The Neue Galerie’s recent $135 million acquisition of Gustav Klimt’s
Adele Bloch- Bauer I caused a commotion—but value is subjective, and for a certain type of collector, there’s hardly any difference between a pricey painting and a used postcard found in a tiny antiques shop. Marilynn Gelfman Karp’s new book In Flagrante Collecto (Harry N. Abrams) reveals the spoils of a lifetime spent as a treasure hunter in search of the “holy grail.”
“Mostly writers hypothesize about why people collect, or are astonished by the auction sales price of something,” Karp, an art professor at NYU, tells the Voice. “I decided to go on record about the actual and very specific reasons why any collector acquires those objects of desire.”
The book places collectors into three categories: Full Pockets (represented by gold-loving Silas Marner); Deep Pockets (art collector Lorenzo de’ Medici); and Big Pockets (Tom Sawyer). It is with Tom and his love for junk (Twain: “a key that wouldn’t unlock anything, a fragment of chalk, a glass stopper of a decanter, a tin soldier, a couple of tadpoles . . . “) that Karp happily identifies herself in IFC. To the right owner, there is a “compelling dynamic inherent in common overlooked, material goods—they are precious despite having no “intrinsic value.” When asked about the different categories, Karp makes clear why one collects even the humblest of items: “No matter what is collected or how many, the collector is imbued with the arcane qualities and unique graces of his oddments. That sublime state is evidenced in a nimbus of inner peace and knowing rather than a proprietary stance.”
Karp divides her miscellany into humorously titled chapters: “Whoops, It Broke” (wishbones, glass Christmas ornaments), “Nobody Cared” (shopping lists), and “Unintended Survivors” (figural candles, fireworks). In presenting these items, Karp says she wants “to bring them back to those who had forgotten about them and to those who had never known of their singular existence.” By bringing together salvaged objects— cap gun pellets, Do Not Disturb signs— originally intended for only a brief existence, the collector discovers beauty and meaning unexpectedly. “One card doesn’t have large significance,” the book states. “A group of categorically gathered postcards can be central and revelatory.”
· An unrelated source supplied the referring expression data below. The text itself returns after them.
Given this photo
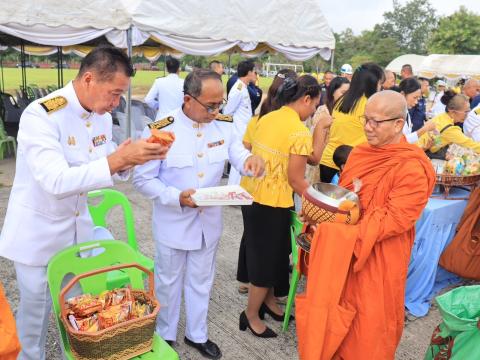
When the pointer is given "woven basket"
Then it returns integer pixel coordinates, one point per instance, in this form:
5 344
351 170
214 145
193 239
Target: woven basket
118 342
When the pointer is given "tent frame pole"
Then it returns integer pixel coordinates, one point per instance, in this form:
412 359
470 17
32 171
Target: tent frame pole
332 59
129 91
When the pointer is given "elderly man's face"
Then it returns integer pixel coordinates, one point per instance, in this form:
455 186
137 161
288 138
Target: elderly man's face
380 128
211 97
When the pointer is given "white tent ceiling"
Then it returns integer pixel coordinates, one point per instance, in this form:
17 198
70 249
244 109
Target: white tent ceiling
451 67
296 29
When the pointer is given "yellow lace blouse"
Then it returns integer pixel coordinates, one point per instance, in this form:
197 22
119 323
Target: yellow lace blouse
274 137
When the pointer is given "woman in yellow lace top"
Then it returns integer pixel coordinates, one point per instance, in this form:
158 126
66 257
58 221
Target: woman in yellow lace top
285 143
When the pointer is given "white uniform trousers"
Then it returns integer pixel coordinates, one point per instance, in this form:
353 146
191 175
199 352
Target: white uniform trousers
33 310
35 303
194 271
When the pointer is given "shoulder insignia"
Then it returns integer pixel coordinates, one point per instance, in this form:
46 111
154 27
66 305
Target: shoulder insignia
225 118
54 104
160 124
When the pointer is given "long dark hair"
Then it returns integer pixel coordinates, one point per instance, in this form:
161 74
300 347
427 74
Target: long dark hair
270 103
335 84
364 83
291 90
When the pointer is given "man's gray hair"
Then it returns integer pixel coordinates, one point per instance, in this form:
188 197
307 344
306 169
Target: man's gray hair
193 82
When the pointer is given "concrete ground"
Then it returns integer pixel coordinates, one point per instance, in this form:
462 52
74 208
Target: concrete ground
226 303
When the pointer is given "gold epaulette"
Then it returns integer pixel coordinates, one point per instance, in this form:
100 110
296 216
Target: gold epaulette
54 104
226 118
160 124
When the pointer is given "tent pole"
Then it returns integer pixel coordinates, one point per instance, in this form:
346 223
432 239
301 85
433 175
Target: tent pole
59 81
1 66
24 71
331 59
129 91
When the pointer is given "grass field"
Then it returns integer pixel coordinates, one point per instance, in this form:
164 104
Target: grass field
141 83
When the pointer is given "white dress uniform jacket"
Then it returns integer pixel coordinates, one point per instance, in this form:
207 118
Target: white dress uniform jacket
240 107
471 126
195 160
62 152
165 95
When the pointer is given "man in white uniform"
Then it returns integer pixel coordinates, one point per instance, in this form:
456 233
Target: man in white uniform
186 236
166 93
471 126
64 151
240 107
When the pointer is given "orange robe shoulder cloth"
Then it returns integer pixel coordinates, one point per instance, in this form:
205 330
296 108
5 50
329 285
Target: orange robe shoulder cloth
9 344
353 307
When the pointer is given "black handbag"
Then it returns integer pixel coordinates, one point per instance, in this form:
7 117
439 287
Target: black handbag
442 153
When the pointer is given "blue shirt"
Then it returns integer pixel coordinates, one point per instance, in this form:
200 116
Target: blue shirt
418 114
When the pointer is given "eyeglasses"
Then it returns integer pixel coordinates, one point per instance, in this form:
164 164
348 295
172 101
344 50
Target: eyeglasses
374 123
210 108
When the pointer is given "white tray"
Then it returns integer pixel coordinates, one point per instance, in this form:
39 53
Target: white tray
222 195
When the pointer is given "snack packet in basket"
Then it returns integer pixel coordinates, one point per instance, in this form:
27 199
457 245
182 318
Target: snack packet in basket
84 305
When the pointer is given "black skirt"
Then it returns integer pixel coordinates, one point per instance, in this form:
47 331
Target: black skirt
265 249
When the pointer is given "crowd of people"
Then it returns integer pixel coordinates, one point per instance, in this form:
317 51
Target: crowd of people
361 124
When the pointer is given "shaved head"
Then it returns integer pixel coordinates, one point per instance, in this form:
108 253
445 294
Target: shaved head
471 88
385 115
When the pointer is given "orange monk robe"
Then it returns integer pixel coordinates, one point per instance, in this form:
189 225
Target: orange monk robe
353 308
9 344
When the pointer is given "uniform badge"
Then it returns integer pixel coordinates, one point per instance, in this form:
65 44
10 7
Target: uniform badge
226 118
54 104
216 143
159 124
99 140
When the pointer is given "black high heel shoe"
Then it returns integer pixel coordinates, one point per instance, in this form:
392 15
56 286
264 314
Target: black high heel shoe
265 309
267 333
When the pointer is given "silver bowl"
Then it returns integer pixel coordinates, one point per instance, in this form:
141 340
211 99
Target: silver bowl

The objects also expose links between past and present. The charming social calling cards used in the 19th century eventually led to the introduction of the business card, which in turn brought about the X-rated ad cards of today. Printed in lurid colors, offering everything from “Hot Kinky Coeds” to “Fetish Girls,” these photographs blur the line between the social and business worlds. But as the book clarifies, this development “was not strictly a sequential process, but overlapping. In each incarnation these cards are collectible. Together they tell a story of American social and business outreach.”
Each collector is a lonely hunter. The activity “is not a team sport,” says Karp. “It is about binary vision. It is about exigency, strategy, and valor.” Despite the solitary nature of the pursuit, Karp introduces her readers to some other collectors. One (“Richard G.”) saves slivers of well-used bars of soap and mounts them on wooden boards. Displayed in this way, they appear like smooth, softly colored sea glass. Something that would have eventually washed away has been utterly transformed.
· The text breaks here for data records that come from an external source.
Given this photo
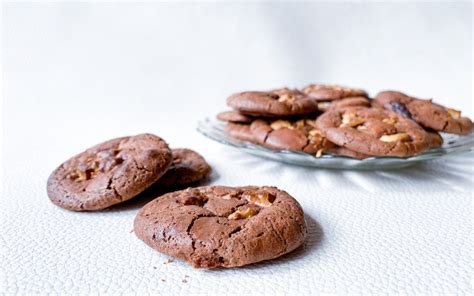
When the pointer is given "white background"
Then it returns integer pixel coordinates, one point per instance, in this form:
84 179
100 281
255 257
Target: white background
76 74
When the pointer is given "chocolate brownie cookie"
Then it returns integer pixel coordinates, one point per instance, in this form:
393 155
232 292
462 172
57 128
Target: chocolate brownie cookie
187 167
322 92
300 135
425 112
109 173
240 132
435 139
279 102
373 131
233 116
220 226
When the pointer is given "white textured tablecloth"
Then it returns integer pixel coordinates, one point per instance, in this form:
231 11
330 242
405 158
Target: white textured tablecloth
74 76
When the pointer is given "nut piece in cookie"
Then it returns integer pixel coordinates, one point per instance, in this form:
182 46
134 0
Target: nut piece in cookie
187 167
348 102
218 226
299 135
428 114
240 132
109 173
278 102
325 92
373 131
233 116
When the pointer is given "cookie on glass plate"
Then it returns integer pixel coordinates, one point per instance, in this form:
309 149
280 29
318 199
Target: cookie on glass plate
298 135
187 167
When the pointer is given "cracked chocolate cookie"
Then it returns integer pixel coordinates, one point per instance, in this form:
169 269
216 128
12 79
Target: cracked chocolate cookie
233 116
374 132
343 151
240 132
220 226
187 167
425 112
279 102
109 173
300 135
324 92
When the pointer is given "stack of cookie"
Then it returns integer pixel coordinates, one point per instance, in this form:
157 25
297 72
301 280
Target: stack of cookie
335 120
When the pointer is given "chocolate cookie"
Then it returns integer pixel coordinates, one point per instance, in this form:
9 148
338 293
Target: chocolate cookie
300 135
345 103
240 132
279 102
233 116
187 167
435 139
220 226
425 112
373 131
322 92
109 173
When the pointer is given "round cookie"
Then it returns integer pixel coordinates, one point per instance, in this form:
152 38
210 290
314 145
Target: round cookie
220 226
233 116
299 135
325 92
187 167
109 173
373 131
425 112
240 132
342 151
279 102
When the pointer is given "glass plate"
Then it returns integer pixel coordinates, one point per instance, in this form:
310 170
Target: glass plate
453 144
The unique qualities collectors possess bind them into a community as well, not only in flea markets or on eBay, but also in terms of their worldview. Karp compares collecting to gastronomy: “It’s about savoring, ingesting. What is collected is accretion. It becomes part of you, enhances your being. What moves a person to save what others regularly kick aside or throw away separates the world by that sublimely logical divisor: collectors and others.”
Because the collector’s relationship to his belongings is so personal, it can easily be misunderstood. Terms like “pack rat” and “hoarder” spring to mind, as do comparisons to Harlem’s Collyer brothers, with their mansion full of rubbish. Conversely, Andy Warhol was an avid collector of the more-is-better variety; the sale of his collections generated millions. The different ways they are now remembered “demonstrate that society prizes some objects over others, and that those who organize their accumulations in ways that others perceive to be coherent have a chance at informing future generations.”
Karp laces In Flagrante Collecto with items from another of her collections: literary references to collecting itself, with quotes from Susan Sontag and Borges among others. A passage from Walter Benjamin closes the book: “Ownership is the most intimate relationship that one can have to objects. Not that they come alive in him; it is he who lives in them.”